Profiles the model parameters under the assumptions of the model.
## S3 method for class 'tsgarch.spec' tsprofile( object, nsim = 100, sizes = c(800, 1000, 1500, 2000, 3000), var_init = NULL, seed = NULL, burn = 0, trace = FALSE, ... )
## S3 method for class 'tsgarch.spec' tsprofile( object, nsim = 100, sizes = c(800, 1000, 1500, 2000, 3000), var_init = NULL, seed = NULL, burn = 0, trace = FALSE, ... )
object |
an object of class “tsgarch.spec” with pre-set parameters. |
nsim |
the number of paths to generate. |
sizes |
a vector of data sizes for which to simulate and estimate. |
var_init |
the variance to use to initialize the simulation. |
seed |
an object specifying if and how the random number generator should be initialized. See the simulate documentation for more details. |
burn |
burn in samples. |
trace |
whether to show the progress bar. The user is expected to have set up appropriate handlers for this using the “progressr” package. |
... |
not currently used. |
The function profiles the parameters of a model by simulating and then estimating multiple paths from the assumed DGP. This makes it possible to obtain a better understanding of the convergence properties (RMSE) of each parameter under different data sizes.
An object of class “tsgarch.profile”.
The function can use parallel functionality as long as the user has set
up a plan
using the future package.
External regressors are not supported at this time and an error will occur
if persent in the specification.
Unconditional value of a GARCH model variance.
## S3 method for class 'tsgarch.estimate' unconditional(object, ...) ## S3 method for class 'tsgarch.spec' unconditional(object, ...)
## S3 method for class 'tsgarch.estimate' unconditional(object, ...) ## S3 method for class 'tsgarch.spec' unconditional(object, ...)
object |
an object of class “tsgarch.estimate” or “tsgarch.spec”. |
... |
not currently used. |
For some models, there is no closed form solution available for the unconditional variance of higher order model (e.g. GARCH(2,1)) in which case a simulation based approach is adopted to approximate the value.

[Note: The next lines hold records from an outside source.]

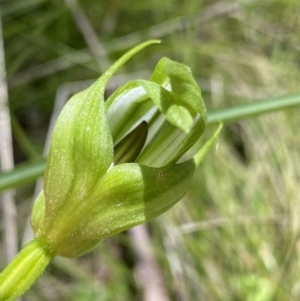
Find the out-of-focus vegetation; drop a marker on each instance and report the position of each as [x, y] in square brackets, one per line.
[235, 236]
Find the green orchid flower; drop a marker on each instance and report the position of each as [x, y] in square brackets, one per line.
[112, 165]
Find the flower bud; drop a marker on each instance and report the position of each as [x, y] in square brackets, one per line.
[112, 165]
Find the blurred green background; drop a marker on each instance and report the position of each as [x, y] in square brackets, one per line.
[235, 236]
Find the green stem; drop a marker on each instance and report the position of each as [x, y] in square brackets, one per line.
[252, 109]
[29, 172]
[23, 271]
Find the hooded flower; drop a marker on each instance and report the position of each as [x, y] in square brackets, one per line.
[113, 165]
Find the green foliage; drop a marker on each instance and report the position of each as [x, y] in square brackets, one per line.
[237, 229]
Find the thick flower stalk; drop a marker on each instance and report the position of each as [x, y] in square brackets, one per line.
[112, 165]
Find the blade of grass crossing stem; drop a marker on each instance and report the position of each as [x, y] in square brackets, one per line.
[29, 172]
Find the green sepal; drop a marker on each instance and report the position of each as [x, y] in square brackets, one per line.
[132, 194]
[172, 105]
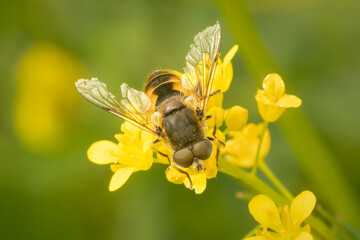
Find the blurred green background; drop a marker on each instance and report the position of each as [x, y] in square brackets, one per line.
[48, 188]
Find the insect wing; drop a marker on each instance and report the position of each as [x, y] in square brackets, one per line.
[132, 107]
[201, 62]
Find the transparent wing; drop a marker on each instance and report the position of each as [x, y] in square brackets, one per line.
[132, 107]
[201, 62]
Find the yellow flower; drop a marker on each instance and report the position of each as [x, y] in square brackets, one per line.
[272, 101]
[45, 97]
[241, 148]
[223, 78]
[284, 223]
[131, 154]
[198, 179]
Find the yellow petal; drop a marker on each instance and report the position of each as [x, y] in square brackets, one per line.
[215, 100]
[229, 56]
[174, 176]
[261, 98]
[270, 113]
[302, 206]
[236, 118]
[219, 113]
[119, 178]
[304, 236]
[146, 138]
[265, 212]
[289, 101]
[101, 152]
[199, 182]
[274, 86]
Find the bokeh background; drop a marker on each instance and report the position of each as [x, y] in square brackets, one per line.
[48, 188]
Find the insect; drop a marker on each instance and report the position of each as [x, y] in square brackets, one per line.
[173, 105]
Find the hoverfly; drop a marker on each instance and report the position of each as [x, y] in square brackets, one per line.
[173, 105]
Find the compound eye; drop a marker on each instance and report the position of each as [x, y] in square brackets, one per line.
[183, 157]
[202, 149]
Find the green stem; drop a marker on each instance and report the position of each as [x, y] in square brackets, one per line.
[272, 177]
[252, 232]
[257, 157]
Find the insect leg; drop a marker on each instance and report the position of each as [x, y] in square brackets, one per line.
[157, 151]
[167, 156]
[183, 172]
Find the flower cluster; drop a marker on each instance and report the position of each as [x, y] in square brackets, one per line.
[134, 151]
[284, 222]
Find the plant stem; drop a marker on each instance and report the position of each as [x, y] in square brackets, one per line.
[278, 184]
[257, 157]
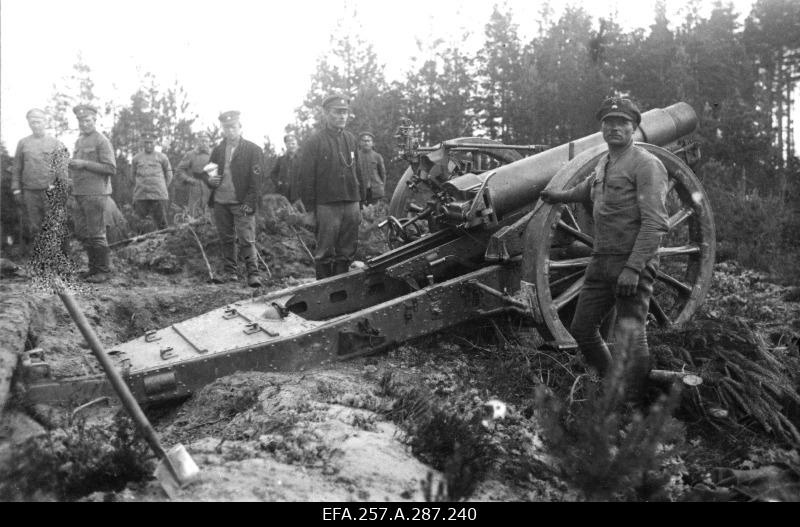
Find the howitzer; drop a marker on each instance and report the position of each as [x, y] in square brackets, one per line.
[469, 238]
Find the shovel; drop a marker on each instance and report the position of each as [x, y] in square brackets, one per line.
[176, 468]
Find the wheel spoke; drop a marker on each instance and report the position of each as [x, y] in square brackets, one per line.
[658, 312]
[568, 294]
[566, 279]
[674, 282]
[671, 185]
[678, 251]
[679, 217]
[585, 238]
[572, 218]
[565, 264]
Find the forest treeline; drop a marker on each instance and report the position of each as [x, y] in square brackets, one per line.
[738, 76]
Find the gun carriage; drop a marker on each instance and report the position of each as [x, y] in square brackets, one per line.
[468, 238]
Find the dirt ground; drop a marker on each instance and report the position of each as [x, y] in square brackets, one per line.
[478, 413]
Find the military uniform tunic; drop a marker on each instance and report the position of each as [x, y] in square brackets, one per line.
[152, 174]
[95, 179]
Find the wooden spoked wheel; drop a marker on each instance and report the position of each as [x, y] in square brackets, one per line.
[405, 199]
[558, 242]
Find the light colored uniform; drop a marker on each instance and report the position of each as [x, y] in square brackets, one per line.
[33, 175]
[91, 187]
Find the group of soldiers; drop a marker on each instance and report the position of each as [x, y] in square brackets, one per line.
[331, 178]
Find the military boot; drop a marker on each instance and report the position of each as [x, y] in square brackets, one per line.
[323, 269]
[341, 267]
[102, 265]
[92, 258]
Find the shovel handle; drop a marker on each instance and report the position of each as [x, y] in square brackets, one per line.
[122, 390]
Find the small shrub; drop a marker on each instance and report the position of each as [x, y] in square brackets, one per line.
[606, 446]
[443, 437]
[77, 460]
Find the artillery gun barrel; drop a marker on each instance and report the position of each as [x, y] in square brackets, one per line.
[518, 184]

A numeric vector of length 1 of the unconditional variance of the model.
The Covariance Matrix of the Estimated Parameters
## S3 method for class 'tsgarch.estimate' vcov(object, adjust = FALSE, type = c("H", "OP", "QMLE", "NW"), ...)
## S3 method for class 'tsgarch.estimate' vcov(object, adjust = FALSE, type = c("H", "OP", "QMLE", "NW"), ...)
object |
an object of class tsgarch.estimate. |
adjust |
logical. Should a finite sample adjustment be made? This amounts to multiplication with n/(n-k) where n is the number of observations and k the number of estimated parameters. |
type |
valid choices are “H” for using the analytic hessian for the bread, “OP” for the outer product of gradients, “QMLE” for the Quasi-ML sandwich estimator (Huber-White), and “NW” for the Newey-West adjusted sandwich estimator (a HAC estimator). |
... |
additional parameters passed to the Newey-West bandwidth function to determine the optimal lags. |
The variance-covariance matrix of the estimated parameters.